TIC
 

Museum websites: materials and activities with
a heritage focus to schools

Janine Sprünker
PhD student IN3/UOC


 

SPRÜNKER, J; MUNILLA, G. (in press). Education, Museums and ICT. Materials and activities on the Internet. BARCELONA: Editorial UOC, Dossiers DidacTIC's collection

For some time, at both a national and international level, museums have stopped using the format of the basic information leaflet and photographs so that the institution and its activities might be visible on the Internet. It is no longer just an issue of disseminating the knowledge that heritage contains by using the Internet to exhibit, for example, on-line collections; rather it is about bringing different sectors of the public into closer contact with the knowledge that heritage contains by using the Internet. This means that museum websites should offer specific, digitalised scientific objects, interpreted for specific audiences within different formats: audio, video, interactive.
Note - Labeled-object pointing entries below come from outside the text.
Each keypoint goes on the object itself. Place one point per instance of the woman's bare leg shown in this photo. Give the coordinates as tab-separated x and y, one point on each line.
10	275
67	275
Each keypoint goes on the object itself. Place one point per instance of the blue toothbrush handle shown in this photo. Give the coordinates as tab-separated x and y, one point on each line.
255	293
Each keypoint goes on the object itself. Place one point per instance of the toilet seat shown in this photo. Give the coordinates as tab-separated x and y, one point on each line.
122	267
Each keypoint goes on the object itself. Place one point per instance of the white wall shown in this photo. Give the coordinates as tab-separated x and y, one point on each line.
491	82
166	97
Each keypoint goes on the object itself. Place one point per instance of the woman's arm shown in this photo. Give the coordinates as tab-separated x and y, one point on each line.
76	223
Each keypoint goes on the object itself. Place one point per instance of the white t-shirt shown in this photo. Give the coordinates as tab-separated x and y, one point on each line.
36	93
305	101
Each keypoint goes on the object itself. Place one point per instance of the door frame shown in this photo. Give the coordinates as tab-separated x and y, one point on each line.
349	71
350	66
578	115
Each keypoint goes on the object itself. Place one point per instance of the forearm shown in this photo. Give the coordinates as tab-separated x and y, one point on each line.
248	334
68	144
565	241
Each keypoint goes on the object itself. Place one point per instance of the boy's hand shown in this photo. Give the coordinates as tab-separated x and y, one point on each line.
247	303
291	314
On the websites of Catalan museums we find educational resources in line with heritage content, which could be used in the teaching and learning process of students. These materials and activities aligned with heritage content, offer schools the possibility of working on basic skills and curriculum-based contents using heritage and ICT use as a basis. On mNACTEC’s web portal we find, for example, the material “The National Science and Technology Museum of Catalonia – A resource for learning about technology” and, specifically, under the heading “Educational Resources” we find videos and teaching guides. The teacher could show the video “The Industrial Revolution. The Steam Engine” (duration 3’58”) to the class or the students could watch it individually. Once this activity has been done, the teacher could encourage reflection on the fact that this material comes from a primary source, from an institution in the tertiary sector… And the students could complete the worksheet “The Motor of the Industrial Revolution: The Steam Engine”.

This video and the activities could be used in the teaching and learning process of the “Industry” teaching unit or for working on economic activity in the secondary sector in the social sciences area of the third year of ESO (compulsory secondary education), the year in which the steam engine as the motor of the industrial revolution is studied. The work done on a proposal like this involves mainly linguistic and audiovisual communicative skills.

It is necessary, however, to take a further step forward for the students to obtain knowledge and skills: it must be possible for students to work with heritage and generate content, bearing in mind that this must be done in a creative, intelligent, responsible and respectful way.